Holly's unique ceramic sculpture takes the prize

Holly Macdonald with her winning work 'This Water Thinks A Lot About Moving'. Picture Maitland Regional Art Gallery

A distorted wrought-iron gate near her inner-city Newcastle home inspired Holly Macdonald's ceramic installation sculpture, which has won the Brenda Clouten Memorial Art Scholarships prize.

The compositional piece, enigmatically titled This Water Thinks A Lot About Moving, is set against the wall like a painting with an element suspended from the ceiling before it.

Macdonald says the work "crystallised" her burgeoning concept of what ceramics can be - "playing with clay as a kind of surface or a canvas . . . loose with the sense of space."

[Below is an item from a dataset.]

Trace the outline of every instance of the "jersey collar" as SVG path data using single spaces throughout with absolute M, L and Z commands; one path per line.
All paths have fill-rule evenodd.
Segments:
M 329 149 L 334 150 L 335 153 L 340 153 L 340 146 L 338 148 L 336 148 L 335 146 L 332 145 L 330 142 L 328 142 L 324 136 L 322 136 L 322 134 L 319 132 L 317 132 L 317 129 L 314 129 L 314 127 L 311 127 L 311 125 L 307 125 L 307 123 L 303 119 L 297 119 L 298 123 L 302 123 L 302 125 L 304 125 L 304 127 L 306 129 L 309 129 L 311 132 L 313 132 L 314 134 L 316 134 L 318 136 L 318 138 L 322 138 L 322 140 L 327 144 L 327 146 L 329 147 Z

As a non-medium specific prize, she says that the Maitland Regional Art Gallery award offered her the opportunity to explore "the feeling of not feeling limited or inhibited".

Early on, Macdonald briefly engaged with architecture and engineering studies, but realised her desire to construct existed on a smaller non-habitable scale.

She enrolled at the National Art School, majoring in ceramics. Then she moved to Melbourne, undertaking an Honours degree at RMIT that shifted her perspective from just the making of vessels, the traditional core of ceramic practice.

"I have been becoming more interested in clay as a canvas," Macdonald says.

Holly Macdonald in her studio at The Creator Incubator. Picture by Stuart Marlin

A canvas that can be cut and dug into, built off, pinched, pressed and stretched, rather than a surface that hosts imagery.

One of the award's judges, Victorian artist Kate Rohde, says Macdonald's work has captured a "subtle" duality.

"You wouldn't even think of it as a ceramic piece to start with," Rohde says, "it's a very untraditional ceramic piece."

The installation plays on light and shadows at a distance and reveals the human touch when approached, she says.

"Up close you can really see her hand in the work, all the mark making."

Macdonald created the work based on the different "headspace" of coming to know a new hometown. While she spent childhood holidays mustering cattle at a family property near Scone, Newcastle was largely unfamiliar terrain when she moved here just a year and a half ago.

Being a newcomer, she says, made her more actively notice her surroundings and pick up on the details that create familiarity.

She became intrigued by "shapes and symbols in a suburban environment that seemed to me to speak about motion and water".

The wrought-iron gate that fixated Macdonald's attention is outside a home she walks past "almost every other day".

"The gate has become misshapen, it started to look like something else, there was a sense of motion," she says.

"That it evoked different interpretations from people interested me."

Macdonald viewed the gate at different times of day, as it threw out even more obscured forms in shadow. Her prize-winning work is a literal recreation of those various shapes that marked the gate's existence in Macdonald's world.

"Figuring out the movement in shape, or some way it's still connected to the real thing but it's started to pull away," she says.

Macdonald will use her scholarship to travel to the UK, visiting London's Victoria and Albert Museum and the York Art Gallery, which both hold extensive ceramic collections.

Her particular interest is in 20th and 21st Century British work, with a focus on influential senior English sculptural potter George Baldwin, who set an early benchmark for redirecting the vessel-focused artform.

Also, she will seek out the mixed media sculptures of Japanese-born Londoner ceramicist Nao Matsunaga, and the work of Sarah Lucas, who is part of the edgy, questioning 1990s Young British Artists generation.

It's important to "be in the same space as things, get out your ruler", she says.

"The next stage of knowing an object is to handle it, really understand the properties, its weight and feel."

Macdonald will also travel to Scotland to explore her grandmother's familial connections and the sense of place that filters through the generations.

She grew up eating off traditional ceramics - dinnerware made by her mother who had studied functional pottery in her early years, and also "Granny's crockery" which was cobalt-blue chinoiserie patterned Willow ware. "Trees by the river," and other quaint scenes.

"It's got a real something to it, that pattern" she says. "Ceramics runs pretty deep, the story of where that pattern came from or where that cobalt came from. It's nice to feel connected."

  • The Brenda Clouten Memorial Art Scholarships are for Hunter-based artists 35 years or under. Finalist works are on show at MRAG until November 6.